India-Turkey review trade and security agreements

India-Turkey review trade and security agreements

Turkey and India’s bilateral trade has gone up from $2.8 bn in 2008 to 6.4 bn in 2016.

The Dollar Business Bureau

Indian Prime Minister Narendra Modi and Turkish President Recep Tayyip Erdogan have recently held conversations and reviewed security and trade agreements with a view to improve trade between the two countries. The President’s first foreign visit, after the recent 16th April referendum was a closely observed spectacle as the two countries have observed an increase in bilateral trade and there was hope that this number could only be increased in recent times. Both leaders vowed to work together and to strengthen cooperation bilaterally and multi-laterally at a press conference organized during Erdogan’s first day in the capital.

The discussion revolved around regional and international issues of mutual concern such as tackling counter-terrorism, regional security scenario and more importantly India's inclusion into the Nuclear-Suppliers-Group membership. “There has been a new impetus to a multifarious relationship”, suggested Gopal Baglay, an MEA spokesperson on twitter.

The leaders also presided over a function of business leaders at the India-Turkey Business Summit. Modi suggested that economic cooperation had become an important pillar of every bilateral relation, and that India and Turkey enjoyed good economic ties. He averred that the growth in the bilateral trade between the two countries over the years has been impressive. In his address to the media, the Indian Prime Minister said that both economies stood on strong fundamentals, and there is a great optimism about the economic prospects.

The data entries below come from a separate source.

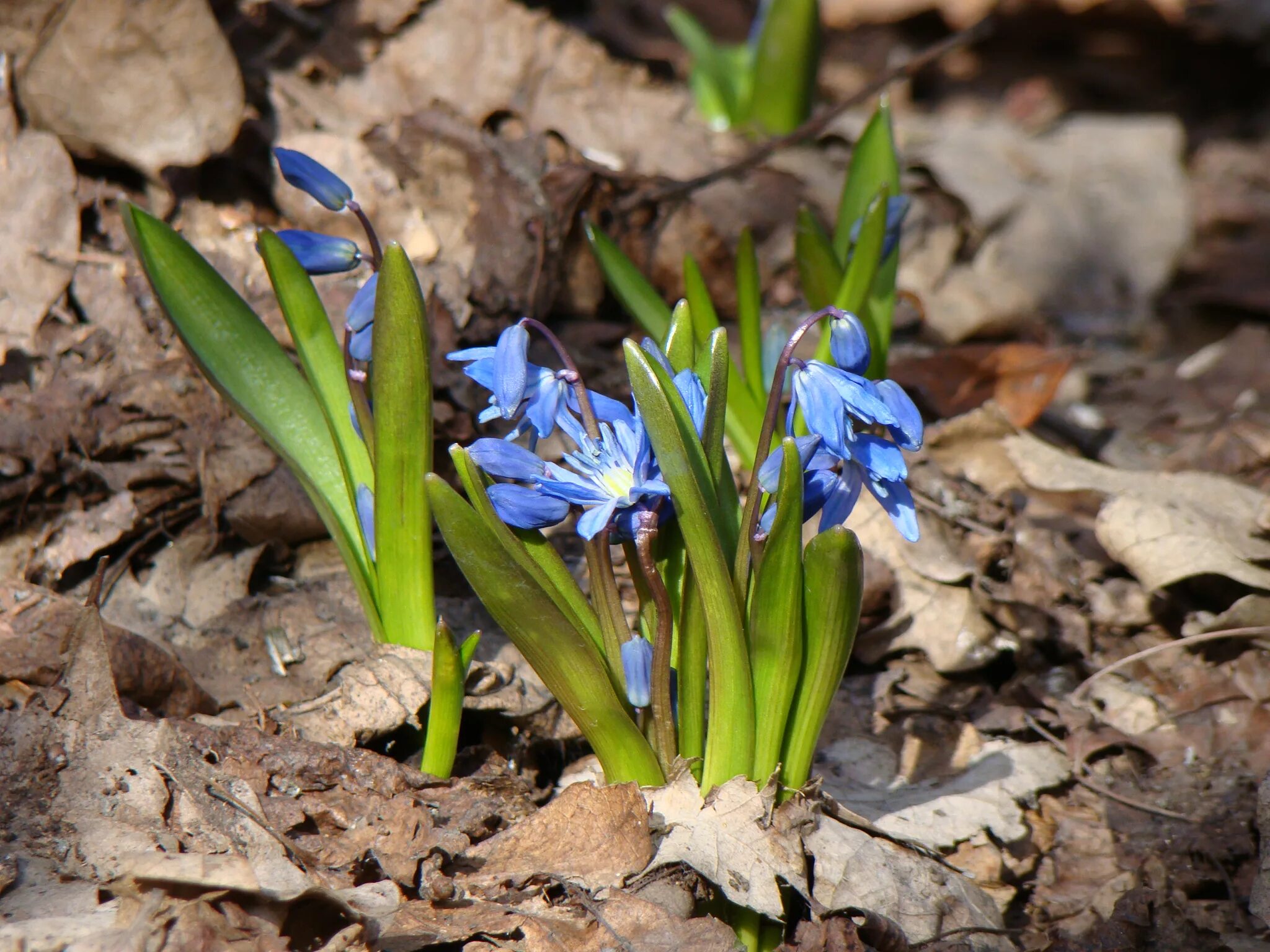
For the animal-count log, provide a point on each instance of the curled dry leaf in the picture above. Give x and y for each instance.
(175, 89)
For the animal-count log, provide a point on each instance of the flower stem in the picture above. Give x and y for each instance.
(664, 712)
(748, 546)
(371, 238)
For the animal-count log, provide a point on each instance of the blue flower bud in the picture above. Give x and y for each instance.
(313, 177)
(322, 254)
(366, 516)
(849, 343)
(638, 668)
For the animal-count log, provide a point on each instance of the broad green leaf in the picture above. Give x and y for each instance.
(832, 586)
(403, 454)
(776, 616)
(873, 165)
(638, 298)
(249, 368)
(445, 705)
(531, 551)
(321, 353)
(750, 306)
(865, 257)
(559, 653)
(681, 350)
(786, 58)
(818, 268)
(729, 746)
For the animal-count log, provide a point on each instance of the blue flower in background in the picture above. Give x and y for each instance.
(322, 254)
(313, 177)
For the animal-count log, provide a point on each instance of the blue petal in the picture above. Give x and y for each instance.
(511, 368)
(898, 503)
(907, 431)
(322, 254)
(313, 177)
(360, 347)
(366, 516)
(525, 508)
(882, 459)
(596, 519)
(849, 343)
(502, 459)
(361, 309)
(638, 671)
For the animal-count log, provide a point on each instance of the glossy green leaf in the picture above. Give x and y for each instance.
(729, 746)
(818, 268)
(638, 298)
(832, 586)
(559, 653)
(776, 616)
(874, 164)
(403, 452)
(249, 368)
(786, 58)
(530, 550)
(750, 307)
(681, 348)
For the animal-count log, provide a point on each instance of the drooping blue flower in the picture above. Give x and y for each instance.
(638, 671)
(313, 177)
(360, 319)
(322, 254)
(366, 516)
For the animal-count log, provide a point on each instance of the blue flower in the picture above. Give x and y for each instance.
(366, 516)
(360, 319)
(638, 668)
(313, 177)
(322, 254)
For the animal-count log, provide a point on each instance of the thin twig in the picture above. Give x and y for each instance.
(813, 127)
(1078, 774)
(1256, 631)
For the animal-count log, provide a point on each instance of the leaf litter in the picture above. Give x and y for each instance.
(242, 799)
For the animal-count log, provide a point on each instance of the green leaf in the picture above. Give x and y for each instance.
(559, 653)
(750, 306)
(249, 368)
(321, 353)
(729, 746)
(638, 298)
(776, 616)
(530, 550)
(403, 452)
(786, 58)
(681, 350)
(861, 272)
(832, 586)
(818, 268)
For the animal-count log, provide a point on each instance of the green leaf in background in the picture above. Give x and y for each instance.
(861, 272)
(249, 368)
(776, 616)
(403, 454)
(786, 58)
(641, 299)
(819, 271)
(832, 582)
(750, 306)
(729, 743)
(563, 656)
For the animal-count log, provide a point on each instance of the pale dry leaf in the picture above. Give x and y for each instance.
(936, 619)
(1162, 526)
(944, 811)
(40, 227)
(597, 837)
(727, 837)
(169, 89)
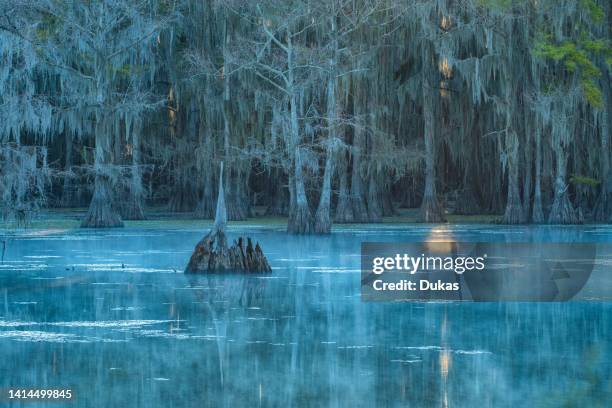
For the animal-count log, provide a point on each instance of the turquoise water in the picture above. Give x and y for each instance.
(110, 315)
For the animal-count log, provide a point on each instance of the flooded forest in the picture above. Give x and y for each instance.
(324, 112)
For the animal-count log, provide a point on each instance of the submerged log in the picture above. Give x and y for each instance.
(212, 254)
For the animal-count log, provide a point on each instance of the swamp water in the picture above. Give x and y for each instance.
(110, 315)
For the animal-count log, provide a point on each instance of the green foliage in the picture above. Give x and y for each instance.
(583, 180)
(594, 10)
(579, 55)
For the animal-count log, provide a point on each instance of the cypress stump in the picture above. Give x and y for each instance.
(212, 254)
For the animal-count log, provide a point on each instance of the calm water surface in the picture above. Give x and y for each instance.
(111, 315)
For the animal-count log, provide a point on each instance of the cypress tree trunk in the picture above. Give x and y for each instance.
(344, 210)
(603, 206)
(278, 204)
(562, 210)
(374, 209)
(360, 211)
(102, 212)
(300, 219)
(527, 184)
(431, 210)
(131, 209)
(322, 216)
(69, 186)
(514, 208)
(537, 215)
(205, 209)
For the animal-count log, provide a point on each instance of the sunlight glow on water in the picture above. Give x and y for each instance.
(110, 314)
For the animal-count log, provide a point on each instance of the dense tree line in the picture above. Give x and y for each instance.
(322, 110)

“I understand that bilateral trade has increased significantly since President Ergodan last visited India. It has gone up from US Dollar 2.8 billion in 2008 to 6.4 billion in 2016. While this is encouraging, the level of present economic and commercial relations is not enough against the real potential,” he was quoted saying on the PMO website.

India’s entry into the NSG depends on approvals from China and Turkey. PM Modi had met Erdogan on September 5th on the sidelines of the G20 Summit in China. However, the meeting did not materialize as Turkey concluded that India was a non-signatory to the Non-Proliferation Treaty. Erdogan had added that he had concerns over the presence of Cleric Fethullah Gulen in India. Gulen was the mastermind of a failed coup attempt to topple Erdogan.